Replacing the picture on the dresser and putting away all of his implements, comb, blusher and hair wax, he picked up a small silver key and replaced the grimmerie inside it's small slot in a compartment under the floorboards before locking it up and placing the rug back down. Standing and brushing himself off he paced out of the room and towards the living room where the hearth was in full flame, sending a warm golden glow across the quaint circular room lined with pictures and bookshelves. In one of the armchairs around the fire, Kiki sat, his hair jet black like his mothers, the same protruding jaw. He had his fathers nose however, slightly crooked. His brilliant emerald eyes stared down into the volume of Ancient Qua'ati folklore. Binaric cleared his throat to try and gain the boys attention. Kiki looked up with disdain before replacing his gaze towards the pages of the book.

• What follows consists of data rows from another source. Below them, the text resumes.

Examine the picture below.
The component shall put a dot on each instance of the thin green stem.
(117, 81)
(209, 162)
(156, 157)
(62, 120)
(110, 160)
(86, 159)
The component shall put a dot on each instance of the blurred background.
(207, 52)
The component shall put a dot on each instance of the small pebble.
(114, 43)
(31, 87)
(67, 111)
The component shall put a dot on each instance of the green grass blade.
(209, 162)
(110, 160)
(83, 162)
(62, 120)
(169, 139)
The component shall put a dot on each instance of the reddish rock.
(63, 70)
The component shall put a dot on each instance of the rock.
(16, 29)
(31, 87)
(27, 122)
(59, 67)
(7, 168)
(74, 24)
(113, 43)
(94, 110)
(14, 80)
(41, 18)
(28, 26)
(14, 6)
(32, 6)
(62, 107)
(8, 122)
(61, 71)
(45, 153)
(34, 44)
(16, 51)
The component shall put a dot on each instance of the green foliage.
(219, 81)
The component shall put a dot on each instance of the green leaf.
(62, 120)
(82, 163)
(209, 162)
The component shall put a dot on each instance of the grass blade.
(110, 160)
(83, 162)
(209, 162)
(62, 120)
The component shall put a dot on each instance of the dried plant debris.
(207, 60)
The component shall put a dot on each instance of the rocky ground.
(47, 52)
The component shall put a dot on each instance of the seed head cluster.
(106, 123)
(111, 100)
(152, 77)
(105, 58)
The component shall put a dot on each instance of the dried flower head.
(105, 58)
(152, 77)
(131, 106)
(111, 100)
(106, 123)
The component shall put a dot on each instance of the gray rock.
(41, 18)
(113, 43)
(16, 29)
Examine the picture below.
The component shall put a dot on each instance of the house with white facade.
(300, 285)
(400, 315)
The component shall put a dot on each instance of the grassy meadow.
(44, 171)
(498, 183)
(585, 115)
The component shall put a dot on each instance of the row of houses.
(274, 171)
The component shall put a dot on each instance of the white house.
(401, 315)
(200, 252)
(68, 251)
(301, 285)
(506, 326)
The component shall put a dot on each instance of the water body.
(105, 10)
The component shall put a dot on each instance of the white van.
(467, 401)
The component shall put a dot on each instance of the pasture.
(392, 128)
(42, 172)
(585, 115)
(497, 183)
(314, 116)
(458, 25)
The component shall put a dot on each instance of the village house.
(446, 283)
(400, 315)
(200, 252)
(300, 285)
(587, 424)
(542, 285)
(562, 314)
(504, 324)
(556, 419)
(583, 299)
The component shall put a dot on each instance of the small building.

"I take it you're still going then?" He queried coldly without looking up.
"Your mother wouldn't want us here replacing what joviality we could be having with mourning over her…"
"She wouldn't want to be forgotten," he hissed before he could finish.
"There's little chance of that!" Binaric snapped back.
"You know what, why don't you just go… It's not like we'd spend any time together for Lurlinemas anyway… you don't know me and you never will. You had a chance to be my father and you passed it off. So why don't you just fuck off down to your service and stay there!"
With that, and before Binaric could scold his son's rudeness, he had sprung from the chair and departed through his bedroom door, slamming it behind him.